Shocking Facts from a Study: Even After Years, the Ebola Virus Hides in the Brain
In a rhesus monkey that sustained Ebola virus exposure and was treated with monoclonal antibodies, the Ebola virus relapsed within the ventricular brain system and neighbouring neuropil.
About Ebola
The Ebola Virus Disease (EVD) is a deadly disease that impacts humans and nonhuman creatures alike. Direct, immediate contact with an infectious bat or nonhuman monkey or a sick or deceased person who has the Ebola virus could cause EVD.
The study
In such a groundbreaking study, scientists showed how the Ebola virus, which might survive in some parts of the body, could re-emerge and cause lethal disease even post-therapy with monoclonal antibodies.
Their study, which used a nonhuman primate form of Ebola virus infection, was featured in the journal ‘Science Translational Medicine.’ According to the paper’s senior author, Xiankun (Kevin) Zeng, PhD, certain recent Ebola virus illness outbreaks within Africa have been associated with chronic infection in individuals who had sustained earlier epidemics.
The disease outbreak of the Ebola virus in Guinea within 2021, particularly, re-emerged from a consistently infected victim of the earlier major outbreak, which occurred at least 5 years prior. The specific “hiding place” of chronic Ebola virus as well as the biology of eventual recrudescent, or reoccurring, disease in survivors—particularly those cured with monoclonal antibody therapeutics standard-of-care —were, though, completely unknown.

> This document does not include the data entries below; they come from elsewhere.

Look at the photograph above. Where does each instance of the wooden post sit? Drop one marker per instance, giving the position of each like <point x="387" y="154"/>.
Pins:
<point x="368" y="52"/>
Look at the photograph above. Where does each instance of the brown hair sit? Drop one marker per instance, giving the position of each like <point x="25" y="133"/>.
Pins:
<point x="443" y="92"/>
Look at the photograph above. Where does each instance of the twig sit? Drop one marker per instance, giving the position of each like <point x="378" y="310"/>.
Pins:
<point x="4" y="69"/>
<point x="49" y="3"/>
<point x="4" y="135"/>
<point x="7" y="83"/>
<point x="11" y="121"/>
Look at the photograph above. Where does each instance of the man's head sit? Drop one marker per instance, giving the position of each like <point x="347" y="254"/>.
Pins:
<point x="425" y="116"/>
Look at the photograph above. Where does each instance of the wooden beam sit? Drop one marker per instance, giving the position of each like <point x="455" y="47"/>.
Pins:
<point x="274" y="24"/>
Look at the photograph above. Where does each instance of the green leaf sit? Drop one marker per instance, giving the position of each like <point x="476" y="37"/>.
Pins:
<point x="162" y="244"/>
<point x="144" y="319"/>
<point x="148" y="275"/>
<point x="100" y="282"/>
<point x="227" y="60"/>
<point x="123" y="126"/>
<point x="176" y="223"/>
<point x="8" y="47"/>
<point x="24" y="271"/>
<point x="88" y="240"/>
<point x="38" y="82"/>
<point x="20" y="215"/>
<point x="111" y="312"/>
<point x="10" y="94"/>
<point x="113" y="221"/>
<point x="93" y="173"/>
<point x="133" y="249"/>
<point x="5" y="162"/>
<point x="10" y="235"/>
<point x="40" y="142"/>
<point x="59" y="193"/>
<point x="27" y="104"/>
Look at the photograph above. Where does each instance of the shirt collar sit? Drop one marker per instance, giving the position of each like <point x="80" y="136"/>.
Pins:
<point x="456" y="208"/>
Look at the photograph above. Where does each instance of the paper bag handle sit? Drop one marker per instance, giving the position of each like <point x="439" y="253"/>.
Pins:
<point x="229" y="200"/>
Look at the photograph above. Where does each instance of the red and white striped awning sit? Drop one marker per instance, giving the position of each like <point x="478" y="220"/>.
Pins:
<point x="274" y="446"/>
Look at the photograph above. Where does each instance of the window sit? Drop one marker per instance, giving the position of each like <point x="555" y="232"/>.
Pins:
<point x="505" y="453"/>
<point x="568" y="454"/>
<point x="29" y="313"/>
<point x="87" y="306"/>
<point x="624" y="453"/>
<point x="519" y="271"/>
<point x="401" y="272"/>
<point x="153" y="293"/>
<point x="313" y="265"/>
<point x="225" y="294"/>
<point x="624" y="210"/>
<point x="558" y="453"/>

To answer these issues, Zeng and his colleagues at the US Army Medical Research Institute of Infectious Diseases employed a nonhuman monkey model, which is the one that even most closely mimics Ebola virus sickness in people.
Zeng explained. “We found that about 20 percent of monkeys that survived lethal Ebola virus exposure after treatment with monoclonal antibody therapeutics still had persistent Ebola virus infection–specifically in the ventricular brain system, in which cerebrospinal fluid is produced, circulated, and contained–even when Ebola virus was cleared from all other organs.”
He said that it was fortunate that these monoclonal antibodies and approved vaccines are good to comprise the outbreak.